RAFAL supported the project, but “it is a bread oven self-managed by citizens,” emphasizes its director, Nancy Desharnais. It was an individual, Ludovic Lorrin, who led the project, in the construction of which “about twenty families” were involved.
These are [les citoyens] who recruit, who promote, who create conviviality around the oven. They make 100% citizen batches, where people come with their food.
Nancy Desharnais, director of RAFAL
RAFAL, for its part, organizes midday batches during the summer, to keep in touch with its participants during the period when its collective kitchens are closed. A parent-child bread-making activity in June and a corn roast cooked in the oven in August are notably on the schedule.

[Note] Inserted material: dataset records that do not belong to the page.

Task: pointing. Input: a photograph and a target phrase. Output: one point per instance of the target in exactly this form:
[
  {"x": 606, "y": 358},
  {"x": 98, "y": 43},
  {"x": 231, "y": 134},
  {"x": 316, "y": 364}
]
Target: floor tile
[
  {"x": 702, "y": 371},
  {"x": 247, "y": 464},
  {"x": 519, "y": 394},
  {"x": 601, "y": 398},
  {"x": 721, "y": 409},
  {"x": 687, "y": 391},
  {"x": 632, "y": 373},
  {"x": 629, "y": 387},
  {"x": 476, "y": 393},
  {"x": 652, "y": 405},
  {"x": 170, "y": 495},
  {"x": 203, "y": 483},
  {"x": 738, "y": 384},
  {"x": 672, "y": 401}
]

“We are here to bring the educational, relational aspect, to create links with people in order to, precisely, lead them towards food security activities, or food autonomy, which could help some people,” explains Mme Desharnais.
A festival of the oven
They are made of clay, cast iron and wood, but they have the effect of a magnet: aware of the power of attraction of the traditional bread oven, several municipalities have equipped themselves with such equipment in recent years.
The village of L’Anse-Saint-Jean, in Saguenay–Lac-Saint-Jean, has three of them. “At the presbytery, we have a communal oven, that is to say, it is communal, that people can use, a bit like in Europe,” says the municipality’s development director, Bernard Larouche.
In addition to its two other installations, at Mont Edouard and at Camping de L’Anse, the municipality of 1,332 inhabitants has listed around fifty private ovens on its territory.
“A lot of people have bread ovens, it’s a distinctive trademark, because of the history, I would say,” says the development director. L’Anse has therefore created a Bread Oven Festival, which will be in its sixth edition next September. Last year’s program included a rally to see 37 traditional ovens and a community dinner where dishes were served simmered during the day by four oven owners.